The Ashoka U Exchange, a global conference for social entrepreneurship in higher education, will take place at Brown Feb. 20-22, 2014. A total of 650 faculty, staff, administrators, and students from 150 colleges and universities representing 30 countries, together with social entrepreneurs from around the world, will discuss “The New Scholar,” equipped to create innovative solutions for the world’s most pressing problems. “At Brown, the spirit that drives social innovation runs deep,” said Brown President Christina Paxson. “We are thrilled to host this year’s Ashoka U gathering and to welcome participants from around the globe to Providence and the Brown campus for intensive discussions about the best ways to promote and sustain social innovation.” During the conference, Brown’s Social Innovation Initiative will receive the 2014 Ashoka U-Cordes Innovation Award for its co-curricular approach to supporting social entrepreneurship through the Social Innovation Fellowship and Leading Social Ventures course. Conference speakers include Providence Mayor Angel Taveras, President Paxson, Alan Harlam, director of the Social Innovation Initiative at Brown, and Jonathan Greenblatt, director of the White House Office of Social Innovation and Civic Participation. Conference participants will visit three sites in Providence and learn about local approaches to social innovation: the Capital Good Fund, the TRI-Lab at Brown, and HOPE (Housing Opportunities for People Everywhere), a community program of the Swearer Center for Public Service.

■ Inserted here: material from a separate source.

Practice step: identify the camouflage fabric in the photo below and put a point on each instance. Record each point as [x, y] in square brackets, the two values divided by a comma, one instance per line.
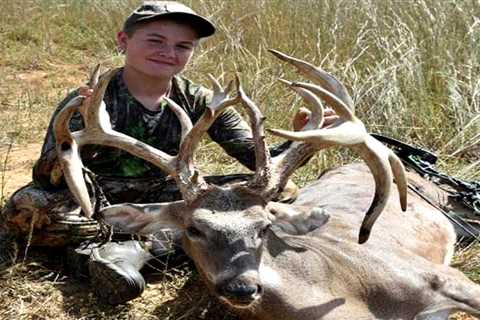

University Organist Mark Steinbach’s new CD of the music of Anton Heiller is being featured this week on American Public Media’s “Pipedreams.” Steinbach’s selections, part of a program featuring organ music of the 20th-century Heiller and the 18th-century Gottfried August Homilius, include Heiller’s Passacaglia and the Orgelsatz and Partita on “Es ist ein Ros entsprungen.” Steinbach will also perform works from the CD in a faculty recital at 4 p.m. Sunday, March 16, in Sayles Hall.
The National Preventive Services Task Force has added to its ranks Dr. Maureen Phipps, the Chace-Joukowsky Professor of Obstetrics and Gynecology and professor of epidemiology at the Brown University School of Public Health. Phipps also serves as assistant dean for teaching and research in women’s health at The Warren Alpert Medical School. The task force is an independent panel of nonfederal experts that conducts scientific evidence reviews of a broad range of clinical preventive health care services and develops recommendations for primary care clinicians. “It is an honor to be part of the USPSTF and contribute to improving health care for diverse populations through the evaluation of current practices and introducing new recommendations that will help guide health care delivery and disease prevention,” Phipps said.